Judged and Sentenced to Shame:  Guilty of Bad Handwriting

Judged and Sentenced to Shame: Guilty of Bad Handwriting


I’m continuing to uncover painful events in my life. I know that this process will be exhausting, wounding and an eventual powerful springboard. These truths will warm my body mind and soul. I will be a stronger and better man.

I have always had poor penmanship as they called it in the late 1950’s and early 1960’s. I remember grade school teachers scowling at me when ever they had to read what I scrawled down on the big lined paper.

When I was in third grade, I remember having a writing assignment that I put forth my best effort to please the teacher. We were just beginning to learn cursive which to me was like a foreign language. I wrote slowly and neatly (I thought). I was so proud of my creation and I marched down to the teacher’s desk, so she could review it.

She took one look at my paper and said that it was really awful, and my handwriting did not measure up to the other students. I felt totally defeated and ashamed.
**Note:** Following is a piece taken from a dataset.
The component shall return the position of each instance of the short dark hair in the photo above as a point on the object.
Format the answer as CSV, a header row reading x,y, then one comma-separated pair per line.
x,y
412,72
I kept this experience to myself because I totally believed that I was inferior to my peers. I had no idea how to improve my handwriting and was getting the message that bad handwriting meant that I was stupid.

When I was in the fifth grade, my teacher wrote one of my essays on the board; complete with misspellings, grammatical errors based upon that she couldn’t read my writing. If she was trying to shame me, she did a hell of a job.

I remember the other students laughing at me and whispering to each other. I didn’t fight back. I had no allies. I felt powerless and alone. I kept feeling increasingly anxious and my self-esteem was in the toilet. I was carrying around this awful secret of feeling less than because of my handwriting.

One day this same fifth grade teacher who had been teaching like one hundred years announced to the class that I was the dumbest student she ever had in all her years of teaching. I wanted to hide under the desk and bury myself under the school. I had no idea what provoked this targeted attack.

While I was in the sixth grade, I thought I was doing OK academically until the first report card came out. I had what you call a technicolor report card; filled mostly with red F’s and a couple blue D’s. The teacher told my parents that the reason my grades were so low was because she couldn’t read my handwriting.

My parents tried to stand up for me and I remember getting slightly better grades after that.

I now wonder: WHY DIDN’T ANYONE TRY TO HELP ME WITH MY HANDWRITING???? WHY WAS SHAMING ME THE ONLY ACTION THAT WAS TAKEN?

HOW DID THIS BAD HANDWRITING EXPERIENCE CARRY OVER TO OTHER PARTS OF MY LIFE?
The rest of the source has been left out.